An attorney for a Franklin County man argued Wednesday before the Maine Supreme Judicial Court that his client was wrongfully convicted in 2012 of the cold-case murder of Rita St. Peter of Anson based on 32-year-old evidence that he called “entirely circumstantial.”

Jay Mercier, now 58, had remained free for years after St. Peter’s bludgeoned body was found on the side of a dirt road in Anson on July 5, 1980. It wasn’t until 2011 that authorities used DNA evidence to charge him with her murder.

Mercier was found guilty after a jury trial a year later in Somerset County Superior Court and sentenced to serve 70 years in prison.

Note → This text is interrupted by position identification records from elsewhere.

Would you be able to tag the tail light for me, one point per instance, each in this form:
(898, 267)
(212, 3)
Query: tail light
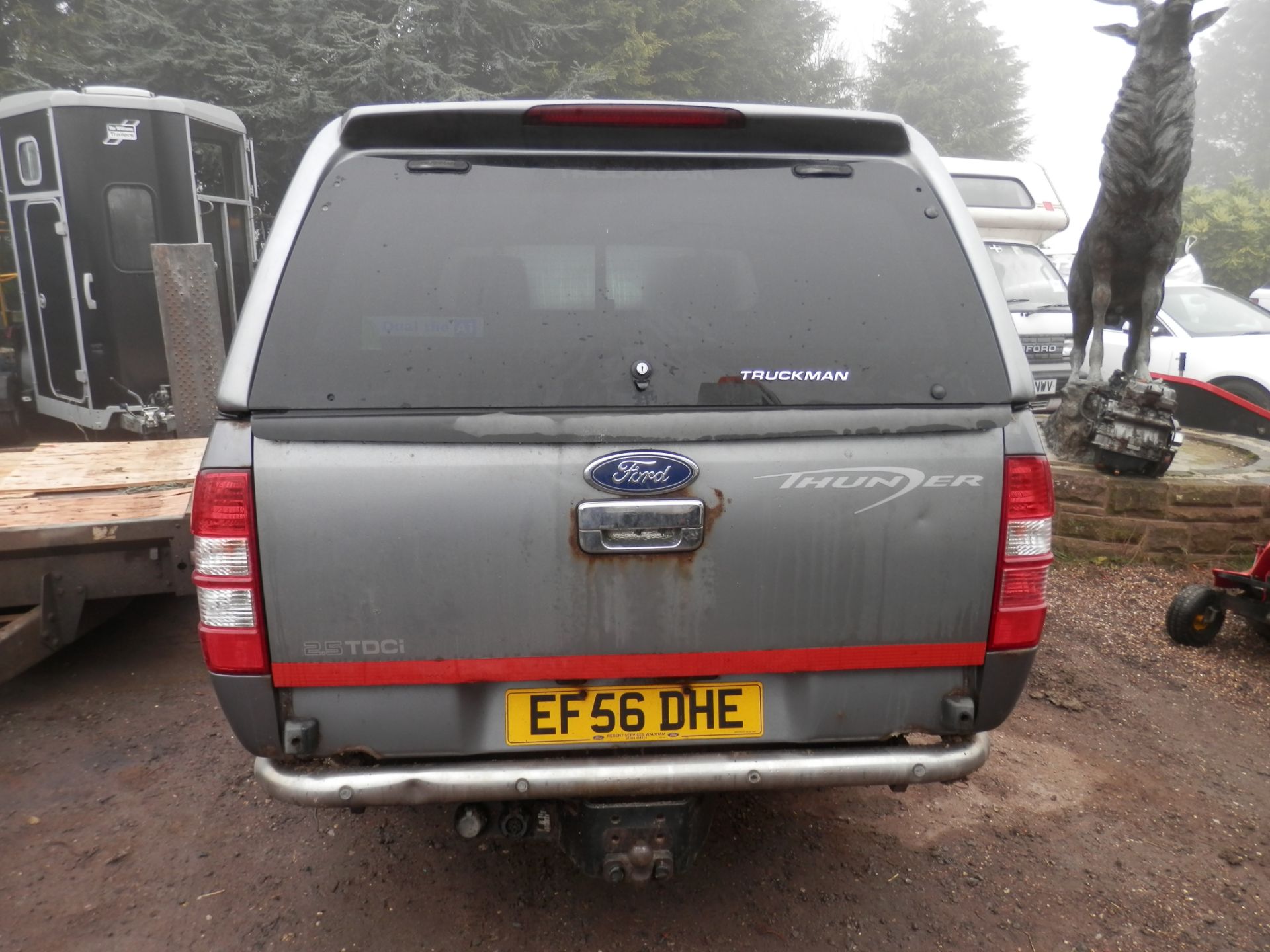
(228, 574)
(630, 116)
(1023, 564)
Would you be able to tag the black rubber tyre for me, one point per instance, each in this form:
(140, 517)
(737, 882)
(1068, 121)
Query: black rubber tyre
(1194, 617)
(1246, 390)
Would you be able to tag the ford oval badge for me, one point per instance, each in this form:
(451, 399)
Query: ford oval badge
(640, 473)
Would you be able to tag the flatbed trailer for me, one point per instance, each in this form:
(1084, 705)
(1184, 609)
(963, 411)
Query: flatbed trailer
(84, 527)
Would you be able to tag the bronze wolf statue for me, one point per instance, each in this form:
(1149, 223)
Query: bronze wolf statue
(1128, 245)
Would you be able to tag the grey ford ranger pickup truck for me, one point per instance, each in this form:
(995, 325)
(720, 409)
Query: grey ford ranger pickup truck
(578, 461)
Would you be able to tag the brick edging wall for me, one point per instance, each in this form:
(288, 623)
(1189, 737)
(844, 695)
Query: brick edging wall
(1170, 520)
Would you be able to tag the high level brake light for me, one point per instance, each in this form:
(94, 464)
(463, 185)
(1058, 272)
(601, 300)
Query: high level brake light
(1023, 565)
(228, 575)
(639, 114)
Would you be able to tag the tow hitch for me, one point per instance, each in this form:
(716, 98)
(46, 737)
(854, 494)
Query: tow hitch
(615, 841)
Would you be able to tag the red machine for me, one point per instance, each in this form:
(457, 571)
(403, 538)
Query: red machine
(1197, 612)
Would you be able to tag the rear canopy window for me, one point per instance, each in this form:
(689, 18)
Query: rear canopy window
(544, 285)
(990, 192)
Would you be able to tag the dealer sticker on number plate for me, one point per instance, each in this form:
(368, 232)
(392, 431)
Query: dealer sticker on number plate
(634, 714)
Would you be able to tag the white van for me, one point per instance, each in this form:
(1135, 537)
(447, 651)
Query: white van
(1016, 208)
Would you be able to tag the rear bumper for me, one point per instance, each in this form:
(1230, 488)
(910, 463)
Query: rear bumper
(652, 775)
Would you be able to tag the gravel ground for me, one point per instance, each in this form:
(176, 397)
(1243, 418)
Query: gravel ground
(1124, 808)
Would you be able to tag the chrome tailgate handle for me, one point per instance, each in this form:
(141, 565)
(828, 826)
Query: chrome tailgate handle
(642, 526)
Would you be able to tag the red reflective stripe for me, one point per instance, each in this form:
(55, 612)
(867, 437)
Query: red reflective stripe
(332, 674)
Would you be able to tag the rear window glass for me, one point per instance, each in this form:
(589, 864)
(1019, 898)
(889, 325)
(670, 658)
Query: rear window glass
(546, 285)
(988, 192)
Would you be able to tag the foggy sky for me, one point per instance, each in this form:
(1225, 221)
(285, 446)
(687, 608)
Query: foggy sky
(1074, 75)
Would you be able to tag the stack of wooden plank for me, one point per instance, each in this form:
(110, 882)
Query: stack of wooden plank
(69, 484)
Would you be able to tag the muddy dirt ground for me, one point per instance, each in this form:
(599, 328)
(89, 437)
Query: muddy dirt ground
(1126, 807)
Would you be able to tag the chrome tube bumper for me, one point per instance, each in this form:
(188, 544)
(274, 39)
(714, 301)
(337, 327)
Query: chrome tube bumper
(635, 776)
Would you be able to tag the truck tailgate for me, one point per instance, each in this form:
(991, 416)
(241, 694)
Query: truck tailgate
(415, 564)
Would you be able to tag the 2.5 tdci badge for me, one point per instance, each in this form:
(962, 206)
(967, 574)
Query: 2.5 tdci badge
(640, 473)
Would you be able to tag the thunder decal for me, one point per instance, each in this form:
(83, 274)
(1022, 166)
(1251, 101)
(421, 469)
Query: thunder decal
(897, 477)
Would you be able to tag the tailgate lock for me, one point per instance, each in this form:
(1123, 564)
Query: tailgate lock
(640, 526)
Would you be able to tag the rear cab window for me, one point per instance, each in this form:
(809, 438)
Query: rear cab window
(541, 281)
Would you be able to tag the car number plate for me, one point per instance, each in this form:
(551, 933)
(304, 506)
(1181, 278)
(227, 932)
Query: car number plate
(639, 714)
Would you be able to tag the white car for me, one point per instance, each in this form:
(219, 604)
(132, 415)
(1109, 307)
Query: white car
(1206, 334)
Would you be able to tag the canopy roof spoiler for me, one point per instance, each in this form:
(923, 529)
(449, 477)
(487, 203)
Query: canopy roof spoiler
(502, 125)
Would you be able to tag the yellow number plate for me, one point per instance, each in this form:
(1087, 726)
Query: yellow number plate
(634, 714)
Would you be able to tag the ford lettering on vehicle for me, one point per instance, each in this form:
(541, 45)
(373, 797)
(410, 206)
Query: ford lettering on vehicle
(640, 473)
(904, 480)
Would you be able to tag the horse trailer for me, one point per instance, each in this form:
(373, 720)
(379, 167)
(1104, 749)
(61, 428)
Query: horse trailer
(92, 180)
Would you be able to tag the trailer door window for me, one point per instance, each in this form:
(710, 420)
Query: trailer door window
(30, 172)
(131, 216)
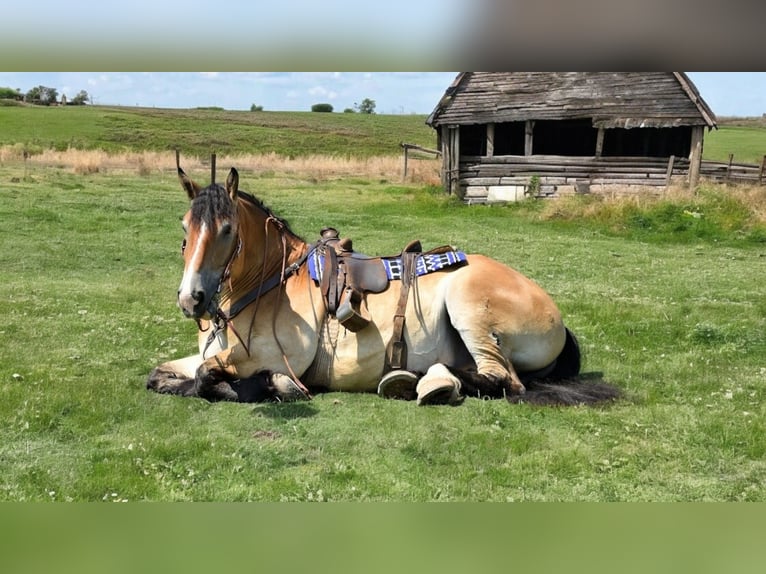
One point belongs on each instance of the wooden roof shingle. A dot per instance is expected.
(610, 99)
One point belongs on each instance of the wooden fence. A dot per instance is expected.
(572, 171)
(730, 172)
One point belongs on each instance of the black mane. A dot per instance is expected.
(214, 202)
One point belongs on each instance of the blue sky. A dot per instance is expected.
(727, 93)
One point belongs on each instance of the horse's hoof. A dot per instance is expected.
(436, 391)
(287, 390)
(398, 384)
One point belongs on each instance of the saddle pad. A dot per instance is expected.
(425, 263)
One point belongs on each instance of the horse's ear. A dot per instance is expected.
(192, 189)
(232, 184)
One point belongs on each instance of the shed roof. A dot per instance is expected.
(611, 99)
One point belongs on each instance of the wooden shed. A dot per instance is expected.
(506, 134)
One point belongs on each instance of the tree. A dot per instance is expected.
(42, 95)
(80, 99)
(10, 94)
(366, 107)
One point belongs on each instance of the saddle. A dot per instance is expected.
(347, 276)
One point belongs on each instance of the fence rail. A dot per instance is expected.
(731, 172)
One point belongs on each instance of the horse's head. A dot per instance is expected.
(210, 242)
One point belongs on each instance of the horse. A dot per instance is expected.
(271, 329)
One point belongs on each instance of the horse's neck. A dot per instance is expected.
(266, 248)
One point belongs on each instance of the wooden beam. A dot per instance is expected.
(695, 155)
(599, 142)
(669, 173)
(490, 140)
(529, 128)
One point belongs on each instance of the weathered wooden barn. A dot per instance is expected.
(506, 134)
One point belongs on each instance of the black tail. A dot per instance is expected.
(564, 385)
(568, 361)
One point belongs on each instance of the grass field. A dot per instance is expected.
(667, 298)
(201, 132)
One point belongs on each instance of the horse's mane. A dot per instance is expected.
(249, 197)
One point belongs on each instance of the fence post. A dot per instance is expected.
(728, 168)
(406, 149)
(669, 174)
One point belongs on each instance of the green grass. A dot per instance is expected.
(90, 269)
(201, 131)
(748, 144)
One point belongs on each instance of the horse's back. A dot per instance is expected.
(487, 298)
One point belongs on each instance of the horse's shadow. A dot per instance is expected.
(295, 410)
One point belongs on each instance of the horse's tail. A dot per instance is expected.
(565, 385)
(568, 361)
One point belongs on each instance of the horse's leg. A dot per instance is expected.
(439, 386)
(174, 377)
(475, 312)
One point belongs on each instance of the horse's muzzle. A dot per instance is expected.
(193, 303)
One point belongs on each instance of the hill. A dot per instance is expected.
(203, 131)
(291, 134)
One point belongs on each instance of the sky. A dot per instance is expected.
(727, 93)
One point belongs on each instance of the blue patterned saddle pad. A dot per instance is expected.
(425, 263)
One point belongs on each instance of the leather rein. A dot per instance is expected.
(221, 320)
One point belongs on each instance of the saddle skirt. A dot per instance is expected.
(345, 276)
(430, 262)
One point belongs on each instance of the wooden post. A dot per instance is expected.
(728, 167)
(669, 173)
(695, 155)
(599, 142)
(454, 174)
(529, 129)
(490, 140)
(446, 157)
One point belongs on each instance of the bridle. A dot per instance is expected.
(222, 320)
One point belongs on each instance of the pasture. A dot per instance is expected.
(669, 304)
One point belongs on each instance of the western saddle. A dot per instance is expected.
(347, 277)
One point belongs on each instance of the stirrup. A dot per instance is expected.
(398, 384)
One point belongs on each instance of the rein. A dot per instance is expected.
(221, 320)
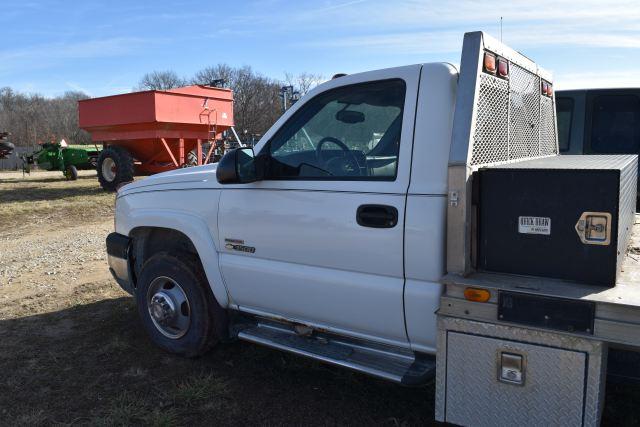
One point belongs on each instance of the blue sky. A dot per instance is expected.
(104, 47)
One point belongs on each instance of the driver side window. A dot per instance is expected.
(348, 133)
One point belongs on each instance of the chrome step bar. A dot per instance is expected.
(390, 363)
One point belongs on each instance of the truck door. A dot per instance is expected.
(320, 239)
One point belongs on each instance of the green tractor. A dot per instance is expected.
(66, 158)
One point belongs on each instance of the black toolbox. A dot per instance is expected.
(565, 217)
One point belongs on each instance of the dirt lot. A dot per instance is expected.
(73, 351)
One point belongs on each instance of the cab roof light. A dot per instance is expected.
(503, 68)
(489, 63)
(477, 295)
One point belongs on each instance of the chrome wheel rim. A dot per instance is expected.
(168, 307)
(109, 169)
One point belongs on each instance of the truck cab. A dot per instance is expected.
(331, 236)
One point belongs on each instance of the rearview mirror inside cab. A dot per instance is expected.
(237, 167)
(349, 116)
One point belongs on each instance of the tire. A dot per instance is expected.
(165, 280)
(115, 166)
(71, 173)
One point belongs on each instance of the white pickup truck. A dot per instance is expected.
(337, 236)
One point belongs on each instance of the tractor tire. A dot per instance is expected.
(176, 305)
(115, 166)
(71, 173)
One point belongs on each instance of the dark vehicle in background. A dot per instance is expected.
(603, 121)
(598, 121)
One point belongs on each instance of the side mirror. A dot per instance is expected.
(237, 167)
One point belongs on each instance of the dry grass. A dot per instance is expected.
(46, 198)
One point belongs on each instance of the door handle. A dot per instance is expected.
(377, 216)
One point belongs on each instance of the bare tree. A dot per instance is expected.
(256, 102)
(33, 119)
(303, 82)
(160, 80)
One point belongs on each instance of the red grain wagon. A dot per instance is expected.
(154, 131)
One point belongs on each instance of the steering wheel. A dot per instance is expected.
(350, 158)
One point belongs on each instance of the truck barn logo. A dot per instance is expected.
(534, 225)
(238, 245)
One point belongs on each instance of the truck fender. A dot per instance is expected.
(195, 228)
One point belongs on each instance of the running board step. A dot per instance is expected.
(385, 362)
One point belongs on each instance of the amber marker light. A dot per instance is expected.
(489, 63)
(503, 68)
(477, 295)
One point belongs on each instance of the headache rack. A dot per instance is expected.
(503, 114)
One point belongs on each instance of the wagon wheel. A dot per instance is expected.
(71, 173)
(115, 166)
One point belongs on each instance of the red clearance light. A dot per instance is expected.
(503, 67)
(489, 63)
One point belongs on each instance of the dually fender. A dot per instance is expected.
(192, 226)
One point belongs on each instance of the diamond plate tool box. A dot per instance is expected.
(565, 217)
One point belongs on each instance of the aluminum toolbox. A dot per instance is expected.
(498, 375)
(565, 217)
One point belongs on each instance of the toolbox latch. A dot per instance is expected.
(511, 368)
(594, 228)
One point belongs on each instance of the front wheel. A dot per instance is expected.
(176, 307)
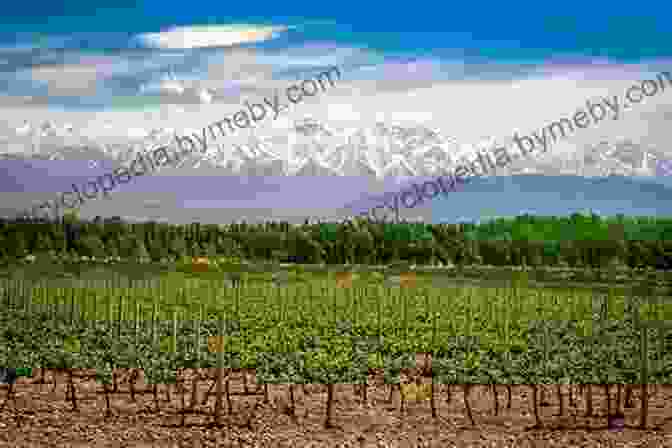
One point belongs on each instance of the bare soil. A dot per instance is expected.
(39, 415)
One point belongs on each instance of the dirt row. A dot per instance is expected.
(41, 415)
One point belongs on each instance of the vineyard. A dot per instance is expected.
(197, 338)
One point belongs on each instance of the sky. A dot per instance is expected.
(472, 71)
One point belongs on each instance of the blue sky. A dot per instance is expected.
(473, 70)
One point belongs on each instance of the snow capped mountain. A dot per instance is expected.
(311, 148)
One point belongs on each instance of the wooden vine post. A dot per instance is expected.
(645, 396)
(220, 372)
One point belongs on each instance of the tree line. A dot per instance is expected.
(578, 240)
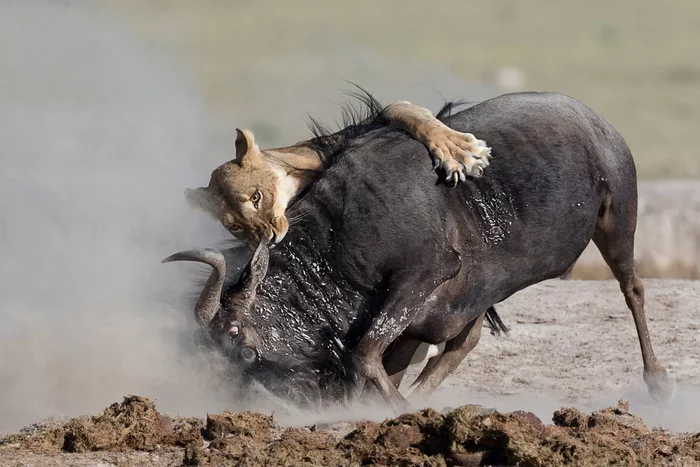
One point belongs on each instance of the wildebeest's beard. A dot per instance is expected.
(302, 320)
(287, 324)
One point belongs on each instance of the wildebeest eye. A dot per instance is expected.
(255, 199)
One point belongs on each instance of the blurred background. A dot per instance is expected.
(109, 109)
(266, 64)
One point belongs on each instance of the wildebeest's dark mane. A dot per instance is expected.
(301, 288)
(363, 114)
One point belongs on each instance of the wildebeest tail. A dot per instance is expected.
(494, 322)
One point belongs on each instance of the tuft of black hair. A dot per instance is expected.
(452, 106)
(495, 324)
(358, 118)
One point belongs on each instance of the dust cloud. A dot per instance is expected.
(99, 140)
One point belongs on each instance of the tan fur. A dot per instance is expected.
(280, 174)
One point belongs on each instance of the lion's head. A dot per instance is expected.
(244, 195)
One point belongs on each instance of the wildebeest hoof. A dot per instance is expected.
(461, 155)
(661, 385)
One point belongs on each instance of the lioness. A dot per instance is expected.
(250, 194)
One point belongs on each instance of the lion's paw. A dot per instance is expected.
(461, 155)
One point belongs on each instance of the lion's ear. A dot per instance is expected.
(246, 149)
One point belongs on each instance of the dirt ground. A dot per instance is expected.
(572, 344)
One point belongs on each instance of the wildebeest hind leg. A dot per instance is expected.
(398, 311)
(440, 367)
(395, 363)
(614, 237)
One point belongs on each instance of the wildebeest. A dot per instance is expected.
(385, 255)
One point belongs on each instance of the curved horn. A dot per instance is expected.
(210, 298)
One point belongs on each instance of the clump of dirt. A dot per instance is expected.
(468, 435)
(134, 424)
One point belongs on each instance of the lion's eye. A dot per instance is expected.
(255, 199)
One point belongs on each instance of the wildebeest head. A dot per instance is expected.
(227, 324)
(253, 336)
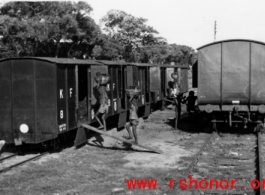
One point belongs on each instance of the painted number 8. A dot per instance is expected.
(61, 114)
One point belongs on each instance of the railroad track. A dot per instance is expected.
(9, 162)
(225, 165)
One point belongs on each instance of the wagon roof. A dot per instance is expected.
(231, 40)
(161, 65)
(58, 60)
(111, 62)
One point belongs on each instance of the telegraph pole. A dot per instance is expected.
(215, 24)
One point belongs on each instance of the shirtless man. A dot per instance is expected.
(134, 120)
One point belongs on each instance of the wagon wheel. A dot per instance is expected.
(55, 143)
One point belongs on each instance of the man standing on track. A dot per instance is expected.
(2, 143)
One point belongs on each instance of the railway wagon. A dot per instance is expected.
(230, 81)
(43, 98)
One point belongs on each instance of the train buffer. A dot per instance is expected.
(81, 134)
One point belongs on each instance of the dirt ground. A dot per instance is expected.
(103, 165)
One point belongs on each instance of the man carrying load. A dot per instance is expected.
(133, 93)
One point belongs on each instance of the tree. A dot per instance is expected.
(131, 32)
(47, 29)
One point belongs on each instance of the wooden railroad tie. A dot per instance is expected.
(121, 139)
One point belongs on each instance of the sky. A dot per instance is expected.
(191, 22)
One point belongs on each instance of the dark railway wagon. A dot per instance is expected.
(38, 98)
(43, 98)
(231, 80)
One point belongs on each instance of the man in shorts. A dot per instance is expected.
(104, 108)
(134, 120)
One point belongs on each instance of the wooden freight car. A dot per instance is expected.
(43, 98)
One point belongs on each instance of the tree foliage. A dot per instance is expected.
(131, 32)
(60, 29)
(65, 29)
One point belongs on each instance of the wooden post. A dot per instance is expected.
(120, 139)
(177, 110)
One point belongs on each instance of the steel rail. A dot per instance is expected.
(7, 157)
(23, 162)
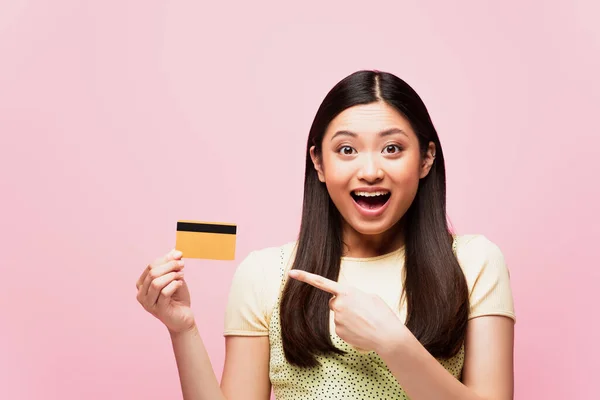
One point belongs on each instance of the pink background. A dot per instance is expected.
(119, 117)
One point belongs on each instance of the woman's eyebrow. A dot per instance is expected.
(387, 132)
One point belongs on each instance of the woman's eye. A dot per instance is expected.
(392, 149)
(346, 150)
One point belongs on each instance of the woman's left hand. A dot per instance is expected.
(362, 320)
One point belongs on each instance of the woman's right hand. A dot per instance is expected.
(162, 291)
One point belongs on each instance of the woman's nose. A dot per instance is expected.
(370, 170)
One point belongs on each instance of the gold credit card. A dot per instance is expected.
(206, 240)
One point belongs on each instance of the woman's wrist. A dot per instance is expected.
(394, 340)
(191, 330)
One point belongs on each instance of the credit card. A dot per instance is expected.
(206, 240)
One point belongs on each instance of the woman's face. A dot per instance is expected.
(371, 164)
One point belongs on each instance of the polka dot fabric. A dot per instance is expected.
(353, 375)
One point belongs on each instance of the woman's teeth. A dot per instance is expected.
(370, 194)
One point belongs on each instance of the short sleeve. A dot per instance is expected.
(245, 314)
(487, 276)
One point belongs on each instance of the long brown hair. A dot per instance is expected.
(435, 288)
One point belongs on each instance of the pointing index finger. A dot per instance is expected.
(317, 281)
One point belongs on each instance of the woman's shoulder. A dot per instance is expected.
(475, 247)
(487, 276)
(265, 267)
(271, 258)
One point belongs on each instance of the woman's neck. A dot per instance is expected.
(358, 245)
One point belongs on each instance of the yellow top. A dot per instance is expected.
(252, 310)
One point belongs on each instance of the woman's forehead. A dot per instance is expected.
(368, 119)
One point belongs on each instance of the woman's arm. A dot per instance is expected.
(246, 372)
(487, 371)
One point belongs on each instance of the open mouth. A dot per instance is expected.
(371, 200)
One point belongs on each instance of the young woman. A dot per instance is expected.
(377, 299)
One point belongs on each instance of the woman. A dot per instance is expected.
(377, 299)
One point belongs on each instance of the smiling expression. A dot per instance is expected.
(371, 163)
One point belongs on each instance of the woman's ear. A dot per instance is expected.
(428, 160)
(317, 164)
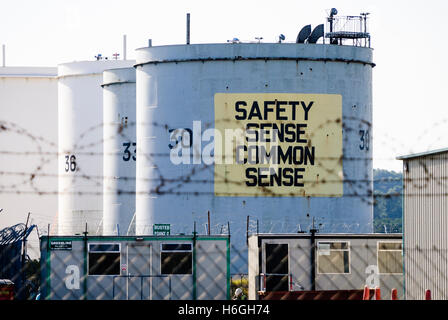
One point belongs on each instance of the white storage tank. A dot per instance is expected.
(119, 150)
(80, 145)
(318, 97)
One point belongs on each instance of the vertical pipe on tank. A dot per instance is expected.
(124, 47)
(4, 55)
(119, 150)
(188, 28)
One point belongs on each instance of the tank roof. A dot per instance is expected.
(28, 72)
(253, 51)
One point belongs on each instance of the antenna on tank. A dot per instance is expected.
(281, 37)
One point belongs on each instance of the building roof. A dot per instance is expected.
(422, 154)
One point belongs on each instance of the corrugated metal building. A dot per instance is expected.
(425, 223)
(303, 262)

Mercier’s attorney, Hunter Tzovarras, is now asking the state’s highest court to vacate Mercier’s conviction for four reasons, though Chief Justice Leigh Saufley quickly picked one of Tzovarras’ reasons – that the original medical examiner was unavailable to testify at the trial – as the “most important” issue in contention.

Tzovarras argued that the unavailability of Henry Ryan, the then-chief medical examiner who conducted St. Peter’s autopsy in 1980, to testify at the trial deprived Mercier of his 6th Amendment right to confront his accuser. He said it was not enough that the state’s current Chief Medical Examiner Margaret Greenwald testified at the trial to give her opinion from the autopsy report of what caused St. Peter’s death.

“Over the course of time, physicians are going to retire and move on to their reward,” Saufley said.

Saufley asked Tzovarras what was wrong with the current court practice of allowing cross-examination of the present-day witness. Another justice on the seven-member panel asked Tzovarras what prevented Mercier’s defense attorney from hiring his own legal expert to contest Greenwald’s opinion.

Assistant Attorney General Lara Nomani argued for the state to uphold Mercier’s conviction, saying the prosecutors never introduced Ryan’s autopsy report into evidence to be considered by the jury and presented Greenwald’s testimony as only her opinion.

“She offered her opinions. She offered the materials she reviewed in forming her opinions,” Nomani said.

On the night of her death, 20-year-old St. Peter was intoxicated when she was last seen shortly after midnight on July 5, 1980, leaving the Depot bar in Madison and staggering in the area of the bridge that spanned he Kennebec River between Madison and Anson. She was found the next morning off Campground Road in Anson, bloodied from blunt impact injuries to her head and chest. Authorities said she was sexually assaulted, beaten with a tire iron and run over.

Several witnesses from 1980 had seen Mercier in the general area of the Depot bar shortly before St. Peter was last seen alive and police were able to confirm that tire tracks left near St. Peter’s body were consistent with the tires on Mercier’s 1980 GMC truck. But authorities did not charge him until 2011 when DNA testing on cigarette butts found at the end of Mercier’s driveway gave police probable cause to get a search warrant for a swab from Mercier’s mouth.

Tzovarras also argued that Mercier was wrongfully convicted because police overstepped their bounds when Mercier consented in 1980 to let them search his truck. Police not only searched it but drove it away to a service station to make inked prints from its tires. Tzovarras said police in 1980 also continued to interrogate Mercier for 90 minutes after Mercier said he didn’t want to speak with them, which he contends was a violation of Mercier’s rights.

Tzovarras argued that a prosecutor incorrectly referred to the tire tracks at the murder scene in closing arguments at Mercier’s trial as definitively left by his truck.

The Supreme Judicial Court made no immediate ruling on the appeal and set no time frame for when it rule.